原発避難者訴訟 国の責任否定「正義に反する」 いわき市民訴訟原告団長

最高裁判決を聞き、怒号が飛び交う中で無言でたたずむ伊東さん=17日午後3時20分ごろ、東京都千代田区の最高裁前

 今なお住民避難が続く東京電力福島第1原発事故を防げなかった国の責任は「想定外」を理由に判断されなかった。国策として進められた原発が引き起こした事故の責任は、事業者だけにあるのか。「受け入れられない」「肩透かしだ」。避難者らを巡る訴訟で最高裁が国の責任を否定した17日、原告や訴訟関係者からは「避難者に向き合っていない」などと怒りの声が上がった。

「被害者救済に全力」誓う

 「これだけ言い続けても認められない現実は何なのか」

 17日午後3時20分ごろ、最高裁前に立った伊東達也さん(80)=福島県いわき市=の胸中は怒りと嘆きが入り交じった。自主避難を強いられたいわき市民らによる集団訴訟の原告団長。周囲は判決を聞いた関係者の怒号が飛び交う。無言でたたずみ、静かに語った。

 「国策に追随した、正義に反する判決だ。絶対に受け入れられない」

 半世紀近くにわたり原発の危険性を訴えてきた。

 闘いの始まりは1970年代前半にさかのぼる。高校教諭時代、いわき市小名浜の化学工場公害の問題に取り組んだ。東京電力福島第2原発の建設計画に関する勉強会で、原発事故の影響は「(工場の公害とは)比べものにならないぐらい大きい」と専門家に断言され、衝撃を受けた。

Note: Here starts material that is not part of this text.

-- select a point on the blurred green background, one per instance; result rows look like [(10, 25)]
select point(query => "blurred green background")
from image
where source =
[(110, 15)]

 以来、仲間と共に勉強を重ね、国と東電に原発の危険性を訴え続けた。2005年には「1960年のチリ地震級の津波には耐えられない」とし、原発事故の4カ月前には「危険性と不安だけでも共有できないか」と国と東電に申し入れた。が、いずれも受け入れられることはなかった。

 国の大きな壁に何度も阻まれた経験は、伊東さんを慎重にした。弁護団にいくら最高裁での勝算を聞かされても「予断は許さない」との思いはぬぐえなかった。判決に「『裏切られた』ではなく『やはり』。間違いであってくれと願ったが、嫌な予感が当たってしまった」と嘆いた。

 2013年3月に提訴したいわき市民訴訟は「政策形成訴訟」と位置付け、子どもの健康維持を図る施策の確立や全ての原発事故被害者の救済を目的に掲げる。地裁支部判決で国と東電の共同責任の認定を勝ち取り、今も約1500人の原告団と共に控訴審を闘う。

 伊東さんは最高裁判決を「われわれへの影響も避けられない」と受け止める。だが「原発事故の被害が消えて無くなるわけではない。実態を訴え続け、被害者の救済に全力を挙げる」と誓う。